Extended Data Figure 5. SAXS analysis of FluPol_C.

a, Calculated solution-state SAXS profiles for the crystal structures of vRNA-FluPol_A³ (activated conformation) and apo-FluPol_C (closed conformation). A distinguishing difference between these profiles is the dip at q ~0.1 Å⁻¹ in the FluPol_C curve. b, Solution-state SAXS profile of FluPol_C, without added promoter RNA, overlaid with the calculated curve for the vRNA-FluPol_A structure³. The good match between these curves suggests that in this particular buffer (0.5 M NaCl, 25 mM HEPES-NaOH, pH 7.5, 5% (v/v) glycerol), FluPol_C adopts the same globular conformation as the RNA bound state. c, Dimensionless Kratky plot of apo-FluPol_C in the presence of 0.5 M NaCl, 25 mM HEPES-NaOH, pH 7.5 and 5% (v/v) glycerol (blue) or 100 mM KCl, 2% (w/v) sucrose and 100 mM sodium phosphate, pH 7.3, with (magenta) or without (grey) 200 mM proline.

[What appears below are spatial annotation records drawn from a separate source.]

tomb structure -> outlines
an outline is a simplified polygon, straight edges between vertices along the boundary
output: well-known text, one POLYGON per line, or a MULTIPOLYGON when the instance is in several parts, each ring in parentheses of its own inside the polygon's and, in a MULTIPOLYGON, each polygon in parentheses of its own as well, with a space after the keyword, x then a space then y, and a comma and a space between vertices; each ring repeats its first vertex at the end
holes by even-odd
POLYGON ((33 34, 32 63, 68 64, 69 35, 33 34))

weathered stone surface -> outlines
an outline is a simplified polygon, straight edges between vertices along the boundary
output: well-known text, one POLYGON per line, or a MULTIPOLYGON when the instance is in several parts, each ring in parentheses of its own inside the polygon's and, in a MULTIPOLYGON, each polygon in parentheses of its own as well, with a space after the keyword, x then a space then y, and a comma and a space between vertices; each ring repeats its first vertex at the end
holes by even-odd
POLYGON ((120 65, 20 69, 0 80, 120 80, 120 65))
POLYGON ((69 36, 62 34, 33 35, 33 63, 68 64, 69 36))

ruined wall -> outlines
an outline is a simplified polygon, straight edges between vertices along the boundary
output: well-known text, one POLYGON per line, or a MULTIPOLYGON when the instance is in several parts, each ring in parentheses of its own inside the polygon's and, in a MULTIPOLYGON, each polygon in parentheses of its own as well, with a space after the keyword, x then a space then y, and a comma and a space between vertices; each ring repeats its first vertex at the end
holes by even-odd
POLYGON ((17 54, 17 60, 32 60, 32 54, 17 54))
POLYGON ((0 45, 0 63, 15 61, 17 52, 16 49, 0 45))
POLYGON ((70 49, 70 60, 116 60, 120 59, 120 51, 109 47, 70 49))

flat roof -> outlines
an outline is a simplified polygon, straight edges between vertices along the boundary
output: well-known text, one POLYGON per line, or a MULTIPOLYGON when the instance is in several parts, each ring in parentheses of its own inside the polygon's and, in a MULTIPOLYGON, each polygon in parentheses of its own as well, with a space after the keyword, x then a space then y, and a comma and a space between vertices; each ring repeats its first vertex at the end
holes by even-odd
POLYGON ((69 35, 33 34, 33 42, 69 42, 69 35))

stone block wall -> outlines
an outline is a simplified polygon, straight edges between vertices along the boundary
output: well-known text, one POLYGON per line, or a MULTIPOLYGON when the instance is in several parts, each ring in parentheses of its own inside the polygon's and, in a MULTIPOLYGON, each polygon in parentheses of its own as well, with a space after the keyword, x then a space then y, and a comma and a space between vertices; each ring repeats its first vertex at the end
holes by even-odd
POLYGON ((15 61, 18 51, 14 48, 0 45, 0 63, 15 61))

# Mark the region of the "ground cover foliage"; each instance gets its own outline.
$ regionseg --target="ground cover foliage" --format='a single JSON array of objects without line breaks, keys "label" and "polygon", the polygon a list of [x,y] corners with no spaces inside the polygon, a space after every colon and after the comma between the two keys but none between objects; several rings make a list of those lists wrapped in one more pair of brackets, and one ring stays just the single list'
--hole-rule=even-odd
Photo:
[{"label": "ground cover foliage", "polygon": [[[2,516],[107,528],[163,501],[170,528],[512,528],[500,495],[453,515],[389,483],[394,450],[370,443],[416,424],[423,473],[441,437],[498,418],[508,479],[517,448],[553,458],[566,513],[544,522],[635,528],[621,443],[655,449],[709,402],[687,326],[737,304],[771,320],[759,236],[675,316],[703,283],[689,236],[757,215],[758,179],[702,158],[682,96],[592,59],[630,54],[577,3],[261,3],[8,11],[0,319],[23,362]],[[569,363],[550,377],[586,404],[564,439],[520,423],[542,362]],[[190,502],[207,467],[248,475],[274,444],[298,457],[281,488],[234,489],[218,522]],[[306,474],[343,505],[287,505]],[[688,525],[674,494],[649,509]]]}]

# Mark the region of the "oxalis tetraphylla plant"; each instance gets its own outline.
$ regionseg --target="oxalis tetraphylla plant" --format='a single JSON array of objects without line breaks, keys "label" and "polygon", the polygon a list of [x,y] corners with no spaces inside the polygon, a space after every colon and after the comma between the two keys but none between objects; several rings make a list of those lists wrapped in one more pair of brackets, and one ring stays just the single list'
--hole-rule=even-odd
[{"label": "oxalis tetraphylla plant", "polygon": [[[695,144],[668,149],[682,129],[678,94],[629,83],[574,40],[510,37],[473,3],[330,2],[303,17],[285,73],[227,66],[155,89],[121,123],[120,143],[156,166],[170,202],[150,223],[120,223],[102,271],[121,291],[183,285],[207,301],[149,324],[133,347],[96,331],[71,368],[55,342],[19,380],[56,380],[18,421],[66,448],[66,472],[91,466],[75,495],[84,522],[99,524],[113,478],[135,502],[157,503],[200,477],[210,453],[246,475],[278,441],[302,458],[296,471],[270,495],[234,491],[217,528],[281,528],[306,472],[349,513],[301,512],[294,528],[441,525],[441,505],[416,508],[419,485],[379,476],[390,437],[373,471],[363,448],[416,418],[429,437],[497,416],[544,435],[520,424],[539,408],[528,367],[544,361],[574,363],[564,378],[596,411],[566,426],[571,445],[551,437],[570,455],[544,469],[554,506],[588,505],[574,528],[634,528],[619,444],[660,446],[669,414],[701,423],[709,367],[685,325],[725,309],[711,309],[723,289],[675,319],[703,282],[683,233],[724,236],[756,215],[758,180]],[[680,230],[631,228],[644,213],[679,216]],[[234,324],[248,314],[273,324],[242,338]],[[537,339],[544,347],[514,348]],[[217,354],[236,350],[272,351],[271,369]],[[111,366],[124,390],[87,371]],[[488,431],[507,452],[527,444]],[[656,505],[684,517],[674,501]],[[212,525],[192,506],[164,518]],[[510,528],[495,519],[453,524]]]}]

Cross-hairs denote the Guinier–Kratky point (1.732, 1.104), the peak position for an ideal, globular particle. As indicated by the upward shift of the peaks in the dimensionless Kratky plot, FluPol_C is less globular in the presence of phosphate than it is in the 0.5 M NaCl buffer. This effect can be lessened if proline is also present, potentially owing to increased molecular crowding.